One of the last times he molested me I was twelve. He was out in the back woods shooting an air rifle. Kathy and I went out to see if we could shoot too. I don't recall if we were shooting at targets or cans or what. We would all take turns taking 20 shots each in a turn. When Kathy was shooting he would touch me, of course we were standing behind her so she couldn't see us. He would rub my butt and my crotch through my clothes. I think it was fall cuz I was wearing long pants, a t-shirt, and a light jacket with snaps on the front instead of zipper or buttons (You'll see why I remember that in a little bit). I was starting to develop and had very small breasts. I didn't wear a bra back then. He would touch my breasts through my coat. He tried to unsnap my coat and for some reason it wouldn't unsnap. I don't know why I did it but I unsnapped it for him so he could get at my boobs. During Kathy's last turn he was rubbing my butt and actually put his hand down my t-shirt so he could touch my breasts directly. Right after that we got called in because my mother called and I had to go home for dinner. That was the only time he ever touched my boobs not through my clothes.
The last time he ever touched me he was standing behind me rubbing my bum and fondling me through my shirt he whispered in my ear "I'd really like to rape you" or "I really wish I could rape you" - maybe he said the "F" word instead of rape but that's the way I remember it. I got really scared and I never went back there again. He moved to another state a few years ago so I don't have to see him but I don't get to see Kathy anymore either.

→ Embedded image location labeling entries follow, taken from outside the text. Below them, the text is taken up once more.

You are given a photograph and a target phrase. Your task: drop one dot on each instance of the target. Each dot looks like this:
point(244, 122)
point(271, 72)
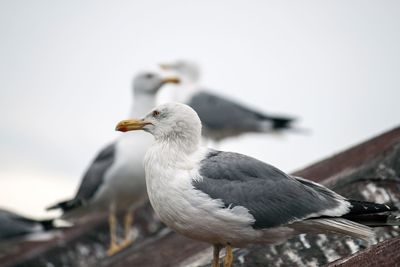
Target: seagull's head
point(150, 83)
point(187, 70)
point(174, 122)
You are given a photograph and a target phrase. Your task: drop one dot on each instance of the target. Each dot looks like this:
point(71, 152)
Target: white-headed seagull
point(231, 200)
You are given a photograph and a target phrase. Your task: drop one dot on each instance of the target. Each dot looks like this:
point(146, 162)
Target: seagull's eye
point(156, 113)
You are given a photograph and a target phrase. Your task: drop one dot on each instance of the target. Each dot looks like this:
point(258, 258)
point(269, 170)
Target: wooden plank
point(384, 254)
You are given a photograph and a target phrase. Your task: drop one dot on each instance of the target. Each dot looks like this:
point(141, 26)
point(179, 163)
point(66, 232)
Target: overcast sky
point(66, 69)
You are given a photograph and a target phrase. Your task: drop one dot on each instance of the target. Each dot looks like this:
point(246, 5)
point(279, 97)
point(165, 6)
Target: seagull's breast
point(190, 211)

I get really ashamed that I liked it some times and that some times I would go over there just so he could touch and lick me. I am crying now remembering what he did and that I let him and some times wanted him to. I feel like such a sl*t when I think of it.
It didn't happen all of the time or even most of the time. Just once in a while. Most of the time Uncle Rick was a great guy and fun to hang out with. I've never told anybody what happened.
I know I didn't have it as bad as some of the stories I've read on here. I don't think my experiences have ruined my life. I don't dwell on it all the time but sometimes I lie awake at night and think about it with shame and disgust. I don't know why I'm more ashamed and disgusted with myself and not him. I blame myself for not saying something when it first happened or not saying 'No!'. I could have stopped it but I didn't. It was my fault.